“You look lost in thought. What are you thinking about?”
“The story I’ll never tell you.”
As soon as the words come out of my mouth I realize I didn’t intend to say it out loud or maybe I did and that is the real truth.
“A look and a shrug are exchanged and time passes.
Mom and I are sitting at the table talking about Dad and things he said or didn’t say.
“Your father didn’t talk about the past because it was done.”
I nod my head in partial agreement because it is mostly true. Dad would talk about the past but there was an internal criteria it had to pass to be discussed and if it didn’t nothing you said could change it.
I understand it better now than ever and expect I have adopted some of it. You won’t hear about some things ever from me because there is no point.

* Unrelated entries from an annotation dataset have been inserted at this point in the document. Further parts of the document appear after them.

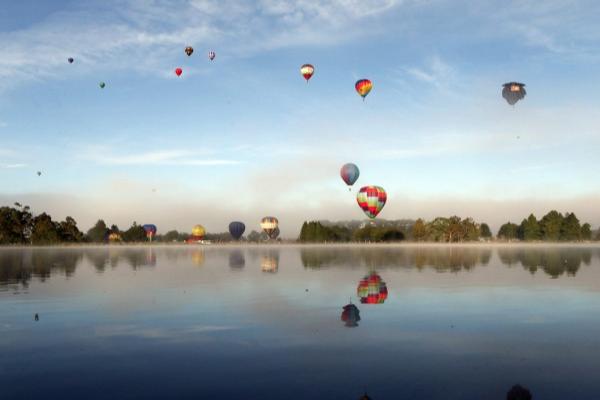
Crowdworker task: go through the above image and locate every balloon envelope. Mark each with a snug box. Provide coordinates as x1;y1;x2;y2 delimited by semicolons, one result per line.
260;217;279;239
300;64;315;82
229;221;246;240
142;224;156;239
502;82;527;106
340;163;360;186
356;186;387;218
192;225;206;239
354;79;373;99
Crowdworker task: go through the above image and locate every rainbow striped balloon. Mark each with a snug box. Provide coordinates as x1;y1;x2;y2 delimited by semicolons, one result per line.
354;79;373;100
356;186;387;218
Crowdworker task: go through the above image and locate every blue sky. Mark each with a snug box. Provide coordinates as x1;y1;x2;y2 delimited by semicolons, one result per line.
0;0;600;236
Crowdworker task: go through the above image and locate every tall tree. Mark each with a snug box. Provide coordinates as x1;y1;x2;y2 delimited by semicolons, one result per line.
540;210;563;241
87;219;109;243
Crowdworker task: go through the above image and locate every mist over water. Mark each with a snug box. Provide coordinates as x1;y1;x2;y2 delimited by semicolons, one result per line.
0;245;600;399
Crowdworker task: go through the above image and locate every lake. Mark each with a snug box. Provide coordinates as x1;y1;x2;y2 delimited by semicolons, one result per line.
0;245;600;400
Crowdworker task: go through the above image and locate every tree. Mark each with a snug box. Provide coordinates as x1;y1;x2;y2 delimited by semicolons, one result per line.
87;219;109;243
519;214;542;241
540;210;563;241
479;222;492;239
581;222;592;240
560;213;581;241
121;221;147;243
59;217;83;243
496;222;519;240
31;213;61;245
412;218;427;242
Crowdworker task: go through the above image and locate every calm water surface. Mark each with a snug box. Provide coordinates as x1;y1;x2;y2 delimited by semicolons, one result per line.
0;246;600;400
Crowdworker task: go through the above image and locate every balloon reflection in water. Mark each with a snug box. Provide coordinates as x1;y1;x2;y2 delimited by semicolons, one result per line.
260;253;279;273
192;249;204;267
356;271;387;304
341;303;360;328
229;250;246;270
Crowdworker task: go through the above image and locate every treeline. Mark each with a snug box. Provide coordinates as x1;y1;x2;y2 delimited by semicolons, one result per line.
298;216;492;243
497;210;599;242
298;221;406;243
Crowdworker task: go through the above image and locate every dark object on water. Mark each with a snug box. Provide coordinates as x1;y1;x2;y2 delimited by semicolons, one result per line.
502;82;527;106
506;385;533;400
341;303;360;328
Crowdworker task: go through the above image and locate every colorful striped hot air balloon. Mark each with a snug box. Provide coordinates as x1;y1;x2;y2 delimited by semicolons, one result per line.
340;163;360;190
354;79;373;101
260;217;279;239
356;271;387;304
502;82;527;106
142;224;156;241
300;64;315;83
356;186;387;218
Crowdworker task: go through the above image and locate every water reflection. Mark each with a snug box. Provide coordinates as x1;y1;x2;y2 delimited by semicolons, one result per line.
300;246;492;272
341;303;360;328
498;247;592;278
260;250;279;273
229;249;246;270
356;271;387;304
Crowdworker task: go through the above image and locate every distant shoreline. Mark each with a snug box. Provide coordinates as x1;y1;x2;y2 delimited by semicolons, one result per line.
0;242;600;250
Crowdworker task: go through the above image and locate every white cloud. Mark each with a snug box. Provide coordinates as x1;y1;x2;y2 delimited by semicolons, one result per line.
82;150;240;166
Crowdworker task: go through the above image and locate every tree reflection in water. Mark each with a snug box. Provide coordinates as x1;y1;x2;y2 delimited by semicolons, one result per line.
498;247;592;278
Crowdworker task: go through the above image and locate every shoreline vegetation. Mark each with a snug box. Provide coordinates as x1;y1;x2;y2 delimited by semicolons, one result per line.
0;203;600;246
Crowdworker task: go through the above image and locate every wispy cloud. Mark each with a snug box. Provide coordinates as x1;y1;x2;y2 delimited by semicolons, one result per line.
82;150;240;166
0;163;27;169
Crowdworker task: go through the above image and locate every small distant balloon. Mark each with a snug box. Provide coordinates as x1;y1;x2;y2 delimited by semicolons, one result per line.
340;163;360;190
354;79;373;100
356;186;387;219
502;82;527;106
229;221;246;240
300;64;315;83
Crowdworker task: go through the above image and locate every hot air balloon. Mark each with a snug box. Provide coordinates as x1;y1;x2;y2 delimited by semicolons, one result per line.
354;79;373;101
260;217;279;239
340;163;360;190
229;221;246;240
300;64;315;83
502;82;527;106
356;186;387;218
142;224;156;241
356;271;387;304
341;303;360;328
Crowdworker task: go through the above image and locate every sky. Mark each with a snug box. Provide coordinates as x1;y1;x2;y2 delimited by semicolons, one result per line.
0;0;600;237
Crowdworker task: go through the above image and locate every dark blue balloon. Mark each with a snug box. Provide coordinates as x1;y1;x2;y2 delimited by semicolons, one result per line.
229;221;246;240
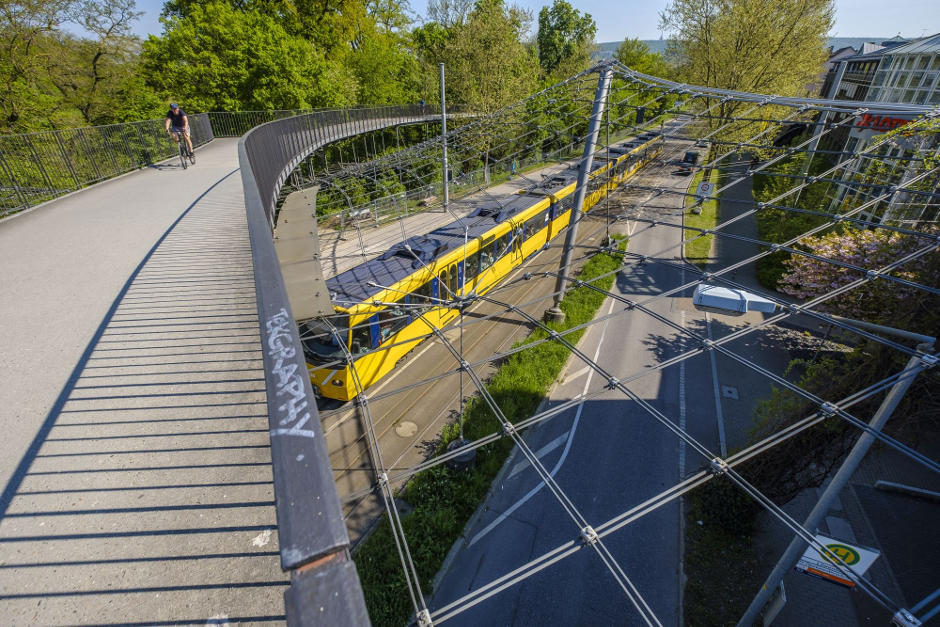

There is no reason to relive some moments and few if any have any interest in really seeing me or letting themselves be seen.
Some say that sounds harsh and sad. I don’t see it as either. It is honest and real.
Letters To The People We Miss
On a flight from here to elsewhere I took off my noise cancelling headphones and turned off the movie so that I could travel back in time and talk to my seatmate.
She asked if I was traveling for business or pleasure and what I did for a living.
I told her I was a writer and that it was business.
“You don’t like flying, do you. You look nervous.”
“My son says it is easy to tell when I am happy and easy to tell when I am really angry but sometimes hard to discern what is in between.”
“Why?”
“He says I get very quiet and that I can say nothing for extended periods. He says it can be frustrating because I also talk his ear off.”
She tells me she is going to see her grandkids and says it is great that I talk to my kids and then asks what I write.
“Letters to people I miss. Random thoughts. Stories and stuff. Lots of stuff.”
“Would I be familiar with anything you wrote?”
“Probably not. Produced quite a bit of marketing content and assorted odds and ends.”
“You ought to consider writing a book. Sounds like you have a story inside of you. Maybe you can do something on the Internet.”
I nod my head and tell her I have thought about it.
Silence
“You could join your mom, your sister and the dog for the ride back to LA.”
My eldest smiles and says he is happy to fly and reminds me about when he gets his time off from work.
“I have lived alone multiple times. That is how I learned to be at one with the silence. I have eaten every meal alone, spent holidays and birthdays by myself. It is always a shock when people return and I have to speak again.”
“Dad, you speak to people for a living. You make it sound like such a contradiction.”
“That is because it is. Been on multiple business trips during my career in which I took people out for a meal and felt more alone than sitting in a room by myself.”
He nods his head and tells me it is ok if I find a balance between talking his ear off and saying nothing.
“You know I said the same thing to your grandfather.”
He rolls his eyes at me and I laugh.
“I thought you said it is important to be your own man but here you are saying you are just like grandpa.”
“I did because it is and I am my own man in multiple ways. But you can’t get away without taking on parts and pieces of your parents. Ideally you pull nothing but the good, but sometimes you get the other stuff too.”
As he walks away I tell him I sincerely hope he only pulls my good qualities and then I smile.
He is on his way to being his own man. That kid has taken giant size steps that are so big he can’t see the progress he has made.
Epilogue
I am participating in a writing group and someone asks for us to share some secrets for writing.
“If you understand the quote above from the standpoint of loving someone that way and having lost the person you loved than you have a fountain of ideas and energy to pull from.
You need to know what it is to feel like you are floating and to feel despair. Know those and then learn how to show them and all that lies in between.
Use your words, hint at the story you’ll never tell and give the readers silence and space to fill in the gaps. That is how you take the reader on a journey they’ll remember.”
Vanita Cyril
Well Joshua, old friend, you definitive me a lot to think about with today’s story. So happy to have come across you today. Seems to be the thing I needed at this moment.
Vanita Cyril
Autocorrect is the bane of my existence
*definitely gave me
Joshua Wilner
Hello Vanita,
It’s good to see you here again. I hope your travels have been fruitful and your time away pleasant. Glad to be of service. Autocorrect is indeed a pest at times.